No statement in this document is intended as any kind of forecast (including,
without limitation, a profit forecast or a profit estimate), guarantee or
prediction of future events or performance and past performance cannot be
relied on as a guide to future performance.

Except as required by applicable rules or laws or regulations, Glencore is not
under any obligation, and Glencore and its affiliates expressly disclaim any
intention, obligation or undertaking, to update or revise any forward-looking
statements, whether as a result of new information, future events or
otherwise. This document shall not, under any circumstances, create any
implication that there has been no change in the business or affairs of
Glencore since the date of this document or that the information contained
herein is correct as at any time subsequent to its date.

Sources

Certain statistical and other information included in this document is sourced
from publicly available third-party sources. This information has not been
independently verified and presents the view of those third parties, and may
not necessarily correspond to the views held by Glencore and Glencore
expressly disclaims any responsibility for, or liability in respect of, and
makes no representation or guarantee in relation to, such information
(including, without limitation, as to its accuracy, completeness or whether it
is current). Glencore cautions readers against reliance on any of the
industry, market or other third-party data or information contained in this
document.

Information preparation

In preparing this document, Glencore has made certain estimates and
assumptions that may affect the information presented. Certain information is
derived from management accounts, is unaudited and based on information
Glencore has available to it at the time. Figures throughout this document are
subject to rounding adjustments. The information presented is subject to
change at any time without notice and we do not intend to update this
information except as required.

This document contains alternative performance measures which reflect how
Glencore's management assesses the performance of the Group, including results
that exclude certain items included in our reported results. These alternative
performance measures should be considered in addition to, and not as a
substitute for, or as superior to, measures of financial performance or
position reported in accordance with IFRS. Such measures may not be uniformly
defined by all companies, including those in Glencore's industry. Accordingly,
the alternative performance measures presented may not be comparable with
similarly titled measures disclosed by other companies. Further information
can be found in our reporting suite available at glencore.com/publications.

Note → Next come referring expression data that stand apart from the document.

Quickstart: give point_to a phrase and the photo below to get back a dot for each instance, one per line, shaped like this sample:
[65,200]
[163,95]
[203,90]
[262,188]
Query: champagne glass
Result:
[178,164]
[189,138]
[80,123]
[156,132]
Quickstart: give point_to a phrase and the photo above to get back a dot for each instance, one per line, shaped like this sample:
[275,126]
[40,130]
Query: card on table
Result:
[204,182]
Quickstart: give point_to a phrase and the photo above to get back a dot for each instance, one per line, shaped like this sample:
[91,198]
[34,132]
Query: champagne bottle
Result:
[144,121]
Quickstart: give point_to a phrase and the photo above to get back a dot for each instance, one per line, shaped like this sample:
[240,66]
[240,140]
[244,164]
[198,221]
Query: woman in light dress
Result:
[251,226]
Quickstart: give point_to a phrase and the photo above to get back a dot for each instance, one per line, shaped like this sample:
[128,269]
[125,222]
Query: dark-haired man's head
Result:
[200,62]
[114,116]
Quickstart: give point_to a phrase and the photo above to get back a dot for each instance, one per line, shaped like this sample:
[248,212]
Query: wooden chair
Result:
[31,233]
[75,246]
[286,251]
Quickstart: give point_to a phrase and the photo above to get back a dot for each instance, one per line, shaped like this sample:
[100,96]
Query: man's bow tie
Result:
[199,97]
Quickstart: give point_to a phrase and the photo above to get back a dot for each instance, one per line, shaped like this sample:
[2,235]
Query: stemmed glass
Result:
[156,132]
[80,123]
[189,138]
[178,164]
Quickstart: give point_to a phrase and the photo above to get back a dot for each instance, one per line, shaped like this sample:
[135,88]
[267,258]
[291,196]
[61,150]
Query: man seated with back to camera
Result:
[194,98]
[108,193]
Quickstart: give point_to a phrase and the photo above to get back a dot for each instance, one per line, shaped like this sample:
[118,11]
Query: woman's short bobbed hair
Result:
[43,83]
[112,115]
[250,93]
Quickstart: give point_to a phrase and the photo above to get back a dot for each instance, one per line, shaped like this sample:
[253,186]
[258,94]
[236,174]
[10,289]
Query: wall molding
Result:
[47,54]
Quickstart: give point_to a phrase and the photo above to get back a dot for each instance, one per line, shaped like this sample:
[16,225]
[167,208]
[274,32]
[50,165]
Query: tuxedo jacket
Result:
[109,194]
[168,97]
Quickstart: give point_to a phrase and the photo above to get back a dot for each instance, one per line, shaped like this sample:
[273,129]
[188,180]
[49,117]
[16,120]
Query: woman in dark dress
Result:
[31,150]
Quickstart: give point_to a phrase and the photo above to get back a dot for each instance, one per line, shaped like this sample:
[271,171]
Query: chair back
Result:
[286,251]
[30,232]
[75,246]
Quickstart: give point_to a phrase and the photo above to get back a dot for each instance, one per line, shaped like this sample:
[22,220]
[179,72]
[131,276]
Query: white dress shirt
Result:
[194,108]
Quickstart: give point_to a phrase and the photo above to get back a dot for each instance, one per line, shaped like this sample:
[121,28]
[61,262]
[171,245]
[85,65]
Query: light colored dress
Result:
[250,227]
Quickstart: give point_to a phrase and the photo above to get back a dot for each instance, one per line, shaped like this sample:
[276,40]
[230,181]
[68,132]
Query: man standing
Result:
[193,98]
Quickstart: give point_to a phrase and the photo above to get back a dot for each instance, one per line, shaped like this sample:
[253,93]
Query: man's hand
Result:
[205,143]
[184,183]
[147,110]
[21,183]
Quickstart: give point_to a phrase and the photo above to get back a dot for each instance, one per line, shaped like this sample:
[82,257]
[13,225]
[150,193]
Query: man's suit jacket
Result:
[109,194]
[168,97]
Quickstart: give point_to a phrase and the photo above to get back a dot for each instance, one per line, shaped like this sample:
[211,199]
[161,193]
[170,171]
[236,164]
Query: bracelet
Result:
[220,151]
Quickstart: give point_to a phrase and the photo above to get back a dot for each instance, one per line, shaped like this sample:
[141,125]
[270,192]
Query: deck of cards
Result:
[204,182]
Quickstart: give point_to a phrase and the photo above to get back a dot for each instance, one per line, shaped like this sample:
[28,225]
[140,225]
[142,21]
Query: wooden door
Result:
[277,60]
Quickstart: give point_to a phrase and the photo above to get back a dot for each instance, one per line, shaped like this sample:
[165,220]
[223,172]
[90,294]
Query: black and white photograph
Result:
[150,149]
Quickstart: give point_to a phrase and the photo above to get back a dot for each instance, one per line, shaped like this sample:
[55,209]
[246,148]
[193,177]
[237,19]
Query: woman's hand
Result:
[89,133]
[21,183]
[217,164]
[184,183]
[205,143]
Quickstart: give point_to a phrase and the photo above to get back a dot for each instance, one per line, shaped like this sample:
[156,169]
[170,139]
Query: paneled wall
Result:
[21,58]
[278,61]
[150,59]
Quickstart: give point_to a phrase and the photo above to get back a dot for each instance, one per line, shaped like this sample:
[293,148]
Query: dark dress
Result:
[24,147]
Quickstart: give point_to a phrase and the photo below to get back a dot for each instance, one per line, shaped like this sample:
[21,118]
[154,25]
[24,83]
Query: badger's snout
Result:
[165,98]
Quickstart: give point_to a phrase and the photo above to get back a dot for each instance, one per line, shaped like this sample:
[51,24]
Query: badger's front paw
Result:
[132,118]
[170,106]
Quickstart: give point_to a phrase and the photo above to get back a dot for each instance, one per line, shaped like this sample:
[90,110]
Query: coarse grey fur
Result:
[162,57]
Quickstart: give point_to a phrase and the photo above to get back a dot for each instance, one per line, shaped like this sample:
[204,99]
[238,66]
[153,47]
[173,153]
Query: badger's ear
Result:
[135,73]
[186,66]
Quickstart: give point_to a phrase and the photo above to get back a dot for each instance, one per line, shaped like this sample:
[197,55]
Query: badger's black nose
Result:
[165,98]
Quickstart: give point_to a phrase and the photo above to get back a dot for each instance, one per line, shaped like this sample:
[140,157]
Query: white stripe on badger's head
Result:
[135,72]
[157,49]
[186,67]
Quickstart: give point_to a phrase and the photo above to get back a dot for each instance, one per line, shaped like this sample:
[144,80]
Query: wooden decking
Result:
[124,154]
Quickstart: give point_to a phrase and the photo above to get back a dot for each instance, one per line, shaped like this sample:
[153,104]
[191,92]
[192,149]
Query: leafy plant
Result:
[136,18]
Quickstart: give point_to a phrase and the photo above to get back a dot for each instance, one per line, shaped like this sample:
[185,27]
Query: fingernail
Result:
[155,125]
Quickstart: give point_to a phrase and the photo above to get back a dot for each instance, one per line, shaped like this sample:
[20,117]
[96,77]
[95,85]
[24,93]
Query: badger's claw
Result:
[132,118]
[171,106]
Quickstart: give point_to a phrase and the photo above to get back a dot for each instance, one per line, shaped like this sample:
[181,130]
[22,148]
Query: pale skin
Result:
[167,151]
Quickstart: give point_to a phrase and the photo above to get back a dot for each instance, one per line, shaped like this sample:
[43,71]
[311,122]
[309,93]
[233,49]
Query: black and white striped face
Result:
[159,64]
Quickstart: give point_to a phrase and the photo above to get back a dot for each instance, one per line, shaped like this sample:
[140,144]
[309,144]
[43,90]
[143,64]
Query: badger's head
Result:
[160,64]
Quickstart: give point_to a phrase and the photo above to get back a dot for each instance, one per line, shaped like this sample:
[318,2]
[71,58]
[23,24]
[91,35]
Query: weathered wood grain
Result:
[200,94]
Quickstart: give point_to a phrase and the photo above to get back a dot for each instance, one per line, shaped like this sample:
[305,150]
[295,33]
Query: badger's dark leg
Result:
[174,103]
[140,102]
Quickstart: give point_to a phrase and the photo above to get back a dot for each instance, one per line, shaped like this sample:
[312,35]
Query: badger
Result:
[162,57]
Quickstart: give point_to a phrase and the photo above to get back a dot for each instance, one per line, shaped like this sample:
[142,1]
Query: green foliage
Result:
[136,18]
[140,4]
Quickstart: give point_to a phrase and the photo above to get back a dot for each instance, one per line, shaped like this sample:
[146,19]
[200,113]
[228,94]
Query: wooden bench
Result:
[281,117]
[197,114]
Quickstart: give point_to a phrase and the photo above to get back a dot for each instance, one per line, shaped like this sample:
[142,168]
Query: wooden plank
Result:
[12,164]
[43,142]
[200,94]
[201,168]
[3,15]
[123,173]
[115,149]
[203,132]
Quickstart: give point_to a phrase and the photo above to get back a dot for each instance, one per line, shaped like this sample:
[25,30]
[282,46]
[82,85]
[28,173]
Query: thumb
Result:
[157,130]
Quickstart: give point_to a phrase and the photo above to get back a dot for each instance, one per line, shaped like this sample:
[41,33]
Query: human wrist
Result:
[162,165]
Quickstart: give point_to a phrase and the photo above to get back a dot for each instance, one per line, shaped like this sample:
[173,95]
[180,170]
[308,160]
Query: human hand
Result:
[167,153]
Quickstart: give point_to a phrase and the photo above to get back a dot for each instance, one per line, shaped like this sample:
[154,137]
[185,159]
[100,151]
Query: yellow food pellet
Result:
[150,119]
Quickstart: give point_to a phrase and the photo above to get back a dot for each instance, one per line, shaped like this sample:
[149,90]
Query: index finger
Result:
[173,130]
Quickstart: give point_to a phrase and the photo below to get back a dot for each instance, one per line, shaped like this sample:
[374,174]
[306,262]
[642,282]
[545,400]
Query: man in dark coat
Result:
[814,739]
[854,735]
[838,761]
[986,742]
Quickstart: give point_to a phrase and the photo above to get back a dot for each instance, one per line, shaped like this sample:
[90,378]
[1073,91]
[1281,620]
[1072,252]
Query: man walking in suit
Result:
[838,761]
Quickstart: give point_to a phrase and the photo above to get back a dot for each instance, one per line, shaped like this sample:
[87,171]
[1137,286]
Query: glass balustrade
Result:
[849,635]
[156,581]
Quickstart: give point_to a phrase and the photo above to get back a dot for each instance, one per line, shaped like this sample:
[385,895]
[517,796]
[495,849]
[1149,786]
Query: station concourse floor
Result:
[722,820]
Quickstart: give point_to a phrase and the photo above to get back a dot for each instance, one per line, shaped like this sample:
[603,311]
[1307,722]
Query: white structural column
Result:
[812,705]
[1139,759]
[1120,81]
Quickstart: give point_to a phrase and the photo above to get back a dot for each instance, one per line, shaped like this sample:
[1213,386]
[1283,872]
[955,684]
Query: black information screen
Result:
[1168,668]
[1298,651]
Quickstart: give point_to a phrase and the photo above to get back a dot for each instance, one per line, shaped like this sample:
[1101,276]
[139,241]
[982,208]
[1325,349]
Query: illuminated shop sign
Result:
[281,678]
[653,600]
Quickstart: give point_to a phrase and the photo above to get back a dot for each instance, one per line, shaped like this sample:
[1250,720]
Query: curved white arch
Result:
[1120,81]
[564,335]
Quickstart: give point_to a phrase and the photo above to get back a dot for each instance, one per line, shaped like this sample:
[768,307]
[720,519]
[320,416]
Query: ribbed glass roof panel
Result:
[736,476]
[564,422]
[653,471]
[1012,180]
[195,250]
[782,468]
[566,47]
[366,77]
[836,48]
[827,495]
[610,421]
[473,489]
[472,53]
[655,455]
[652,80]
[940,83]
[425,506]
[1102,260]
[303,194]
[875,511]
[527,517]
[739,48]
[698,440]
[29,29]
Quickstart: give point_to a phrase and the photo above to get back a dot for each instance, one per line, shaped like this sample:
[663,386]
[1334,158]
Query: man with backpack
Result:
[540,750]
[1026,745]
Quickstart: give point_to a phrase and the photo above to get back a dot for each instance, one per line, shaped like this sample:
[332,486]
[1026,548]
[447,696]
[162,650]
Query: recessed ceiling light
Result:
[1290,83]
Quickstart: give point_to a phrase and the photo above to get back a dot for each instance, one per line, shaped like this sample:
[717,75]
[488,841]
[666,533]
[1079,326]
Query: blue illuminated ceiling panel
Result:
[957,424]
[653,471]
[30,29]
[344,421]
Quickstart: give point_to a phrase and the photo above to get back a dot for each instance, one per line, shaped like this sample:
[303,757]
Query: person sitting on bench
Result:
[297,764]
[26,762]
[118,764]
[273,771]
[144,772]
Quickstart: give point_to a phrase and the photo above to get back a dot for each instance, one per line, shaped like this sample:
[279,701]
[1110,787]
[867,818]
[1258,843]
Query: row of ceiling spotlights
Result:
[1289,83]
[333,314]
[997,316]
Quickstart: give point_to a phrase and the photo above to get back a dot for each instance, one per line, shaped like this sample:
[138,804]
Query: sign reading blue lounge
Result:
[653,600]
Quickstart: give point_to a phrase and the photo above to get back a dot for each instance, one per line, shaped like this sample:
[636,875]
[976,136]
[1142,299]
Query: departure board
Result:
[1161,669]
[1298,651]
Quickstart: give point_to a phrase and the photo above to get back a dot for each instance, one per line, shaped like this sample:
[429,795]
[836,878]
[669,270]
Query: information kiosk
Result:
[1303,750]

For further information on the basis of our approach and the definitions of
certain non-financial metrics, refer to the 2024 Basis of Reporting, which is
available on our website at glencore.com/publications.

Subject to any terms implied by law which cannot be excluded, Glencore accepts
no responsibility for any loss, damage, cost or expense (whether direct or
indirect) incurred by any person as a result of any error, omission or
misrepresentation in information in this document.

Other information

The companies in which Glencore plc directly and indirectly has an interest
are separate and distinct legal entities. In this document, "Glencore",
"Glencore group" and "Group" are used for convenience only where references
are made to Glencore plc and its subsidiaries in general. These collective
expressions are used for ease of reference only and do not imply any other
relationship between the companies. Likewise, the words "we", "us" and "our"
are also used to refer collectively to members of the Group or to those who
work for them. These expressions are also used where no useful purpose is
served by identifying the particular company or companies.